My website allow users to signup by their Google or Facebook account. But some users use clone account to signup for spamming, so I want to detect and allow only Facebook or Google account which was created at least 1 year ago to signup.
I know that Facebook and Google API do not allow to see that information, do you have any opinions about this, please help me.
Thank you vẻry much.
I have few thoughts over this. In my view I do not think that information can be available via API. Both Facebook and Google have strong layer of security with some abstractions in terms of data they shared about a perticular entity. IMHO (in my humble opinion), it appears too much internal to me regardless of the fact that you have fair enough information being shared by their rich set of API.

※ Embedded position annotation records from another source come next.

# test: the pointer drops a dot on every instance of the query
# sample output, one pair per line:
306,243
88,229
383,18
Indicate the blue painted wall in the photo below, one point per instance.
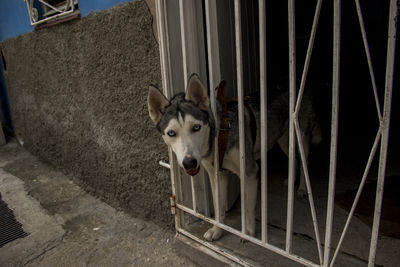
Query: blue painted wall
14,19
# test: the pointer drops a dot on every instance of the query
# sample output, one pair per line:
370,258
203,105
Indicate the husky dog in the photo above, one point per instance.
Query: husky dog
188,126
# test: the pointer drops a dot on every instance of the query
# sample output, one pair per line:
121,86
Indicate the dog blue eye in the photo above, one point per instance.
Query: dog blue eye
196,127
171,133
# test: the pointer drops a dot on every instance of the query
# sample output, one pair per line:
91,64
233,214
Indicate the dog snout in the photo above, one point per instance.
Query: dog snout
189,163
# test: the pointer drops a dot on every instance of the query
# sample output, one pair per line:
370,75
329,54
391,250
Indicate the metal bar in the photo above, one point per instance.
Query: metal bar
309,190
263,121
164,164
239,66
247,237
217,249
357,197
367,53
308,55
334,129
214,77
292,144
184,6
385,124
183,40
166,82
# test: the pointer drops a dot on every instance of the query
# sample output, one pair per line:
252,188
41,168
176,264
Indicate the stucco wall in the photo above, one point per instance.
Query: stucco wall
78,99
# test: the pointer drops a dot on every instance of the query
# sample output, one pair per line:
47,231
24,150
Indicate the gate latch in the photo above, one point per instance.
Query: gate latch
173,204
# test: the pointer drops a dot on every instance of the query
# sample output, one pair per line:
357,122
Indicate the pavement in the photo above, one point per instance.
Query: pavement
68,227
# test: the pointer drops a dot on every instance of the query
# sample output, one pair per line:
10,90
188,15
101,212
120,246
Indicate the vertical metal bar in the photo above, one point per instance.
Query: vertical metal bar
239,67
214,77
385,123
183,40
166,81
292,144
309,190
357,197
367,53
308,55
183,8
334,129
263,100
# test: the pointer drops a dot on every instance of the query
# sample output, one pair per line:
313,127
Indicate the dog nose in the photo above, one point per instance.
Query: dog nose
189,163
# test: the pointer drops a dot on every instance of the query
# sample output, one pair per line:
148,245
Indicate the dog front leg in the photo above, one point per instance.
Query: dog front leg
214,233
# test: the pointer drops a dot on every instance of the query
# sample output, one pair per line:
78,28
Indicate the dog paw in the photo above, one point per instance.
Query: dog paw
214,233
301,193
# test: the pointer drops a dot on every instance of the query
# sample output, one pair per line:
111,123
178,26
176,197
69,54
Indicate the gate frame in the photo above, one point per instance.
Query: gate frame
294,132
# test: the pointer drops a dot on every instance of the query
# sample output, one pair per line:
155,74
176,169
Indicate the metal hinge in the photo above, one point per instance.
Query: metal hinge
173,204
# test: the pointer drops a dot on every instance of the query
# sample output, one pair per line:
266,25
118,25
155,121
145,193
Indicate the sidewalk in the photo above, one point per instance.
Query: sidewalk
68,227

Here is an overview of what Facebook has mentioned regarding permissions:
When a person logs into your app via Facebook Login you can access a subset of that person's data stored on Facebook. Permissions are how you ask someone if you can access that data. A person's privacy settings combined with what you ask for will determine what you can access.

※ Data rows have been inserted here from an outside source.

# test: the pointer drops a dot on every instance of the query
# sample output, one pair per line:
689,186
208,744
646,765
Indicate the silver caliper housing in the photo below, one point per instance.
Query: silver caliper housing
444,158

However you can check what permission you have been grant access to in your app by Facebook.
For Google API, i did not see/find such information. Check obtaining user profile section.
So is there anything we do to check spammers?
Well, not in kind of way we anticipated, but one thing that could be helpful is the email verification. Most of the spam users do not like to provide valid/verified email addresses while sign up.
Calling the Facebook Graph API like https://graph.facebook.com/version/me/?access_token=token&fields=verified (where verified can be true or false). I saw some users report that it brings in whether the account has been verified, not the email.
In Google API, we can get the profile by calling the people.getOpenIdConnect endpoint. This method has email_verified property which returns true only if the email address is valid.
These may or may not be helpful but something is better than nothing until some better option get available in future versions of API.
Besides it is certainly not in scope of a developer using the API to control fake/spam users from signing up on either of these social networking giants. I believe that apart from checking the authentication, it is not easy to detect/filter out the such users out of million users even at their end.